How do I make sure answers are from a customized (fine-tuning) dataset?
Asked Answered
T

1

9

I'm using customized text with 'Prompt' and 'Completion' to train new model.

Here's the tutorial I used to create customized model from my data:

beta.openai.com/docs/guides/fine-tuning/advanced-usage

However even after training the model and sending prompt text to the model, I'm still getting generic results which are not always suitable for me.

How I can make sure completion results for my prompts will be only from the text I used for the model and not from the generic OpenAI models?

Can I use some flags to eliminate results from generic models?

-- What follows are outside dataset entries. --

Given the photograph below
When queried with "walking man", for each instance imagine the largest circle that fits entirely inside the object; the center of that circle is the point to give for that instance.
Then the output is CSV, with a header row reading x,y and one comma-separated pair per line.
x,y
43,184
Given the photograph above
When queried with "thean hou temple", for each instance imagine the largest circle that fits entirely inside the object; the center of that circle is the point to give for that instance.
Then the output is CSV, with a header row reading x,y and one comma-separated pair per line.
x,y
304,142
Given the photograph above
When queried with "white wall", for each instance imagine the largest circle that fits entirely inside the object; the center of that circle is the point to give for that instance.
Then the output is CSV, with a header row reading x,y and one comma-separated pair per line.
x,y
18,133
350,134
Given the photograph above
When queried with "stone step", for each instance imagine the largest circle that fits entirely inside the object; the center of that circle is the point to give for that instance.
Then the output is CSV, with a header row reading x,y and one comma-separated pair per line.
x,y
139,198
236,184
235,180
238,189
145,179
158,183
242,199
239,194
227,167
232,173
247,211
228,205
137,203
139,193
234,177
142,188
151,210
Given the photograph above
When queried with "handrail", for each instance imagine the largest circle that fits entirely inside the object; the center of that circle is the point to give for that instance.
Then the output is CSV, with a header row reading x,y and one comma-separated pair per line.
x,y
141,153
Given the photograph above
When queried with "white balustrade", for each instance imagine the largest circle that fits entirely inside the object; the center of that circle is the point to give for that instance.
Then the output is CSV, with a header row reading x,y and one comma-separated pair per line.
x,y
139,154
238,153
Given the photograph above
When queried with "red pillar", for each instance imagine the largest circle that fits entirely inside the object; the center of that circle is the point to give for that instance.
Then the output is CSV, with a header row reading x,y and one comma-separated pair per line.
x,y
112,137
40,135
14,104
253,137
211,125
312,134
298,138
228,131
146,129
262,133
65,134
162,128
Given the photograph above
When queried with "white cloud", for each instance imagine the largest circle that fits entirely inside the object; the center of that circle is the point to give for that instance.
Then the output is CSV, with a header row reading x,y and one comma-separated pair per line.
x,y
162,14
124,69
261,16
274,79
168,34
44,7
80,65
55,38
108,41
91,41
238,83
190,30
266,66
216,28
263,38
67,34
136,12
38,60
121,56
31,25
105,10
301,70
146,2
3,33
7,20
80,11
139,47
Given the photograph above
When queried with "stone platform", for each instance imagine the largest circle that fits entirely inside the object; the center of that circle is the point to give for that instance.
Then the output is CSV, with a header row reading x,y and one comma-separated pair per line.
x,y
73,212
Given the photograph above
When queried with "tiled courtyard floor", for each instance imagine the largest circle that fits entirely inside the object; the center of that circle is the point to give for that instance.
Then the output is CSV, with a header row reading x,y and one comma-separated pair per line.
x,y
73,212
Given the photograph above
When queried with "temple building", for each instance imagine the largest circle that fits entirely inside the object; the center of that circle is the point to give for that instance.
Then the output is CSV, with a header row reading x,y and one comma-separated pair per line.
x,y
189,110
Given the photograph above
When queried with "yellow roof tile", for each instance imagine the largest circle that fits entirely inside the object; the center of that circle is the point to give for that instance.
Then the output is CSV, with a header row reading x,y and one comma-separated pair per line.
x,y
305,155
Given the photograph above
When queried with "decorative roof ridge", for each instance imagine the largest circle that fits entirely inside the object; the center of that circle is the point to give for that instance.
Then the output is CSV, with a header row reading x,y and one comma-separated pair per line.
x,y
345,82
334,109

Tresa answered 8/10, 2022 at 19:58 Comment(0)
E
28

Note: The code below works with the OpenAI Python SDK v0.28. It's not working with >=v1 (i.e., the latest version). Please see the migration guide to make this code work with >=v1.

Semantic search example

The following is an example of semantic search based on embeddings using the OpenAI API.


Wrong goal: OpenAI API should answer from the fine-tuning dataset if the prompt is similar to the one from the fine-tuning dataset

It's completely wrong logic. Forget about fine-tuning. As stated in the official OpenAI documentation:

Fine-tuning lets you get more out of the models available through the API by providing:

  1. Higher quality results than prompt design
  2. Ability to train on more examples than can fit in a prompt
  3. Token savings due to shorter prompts
  4. Lower latency requests

Fine-tuning improves on few-shot learning by training on many more examples than can fit in the prompt, letting you achieve better results on a wide number of tasks.

Fine-tuning is not about answering a specific question with a specific answer from the fine-tuning dataset. In other words, a fine-tuned model doesn't know what answer it should give for a given question. It can't read your mind. You'll get an answer based on all the knowledge a fine-tuned model has, where: knowledge of a fine-tuned model = default knowledge (i.e., knowledge that the model had before the fine-tuning) + fine-tuning knowledge (i.e., knowledge that you added to the model with the fine-tuning).

Although GPT-3 models have a lot of general knowledge, sometimes we want the model to to give a specific answer (i.e., a "fact") for a given specific question. If fine-tuning is not the right approach, then what is?


Correct goal: Answer with a "fact" when asked about a "fact", otherwise answer with the OpenAI API

The right approach is semantic search based on embedding vectors, which we compare against each other using cosine similarity to find a "fact" for a given specific question. See the example with a detailed description below.

Note: For better (visual) understanding, the following code was run and tested in Jupyter.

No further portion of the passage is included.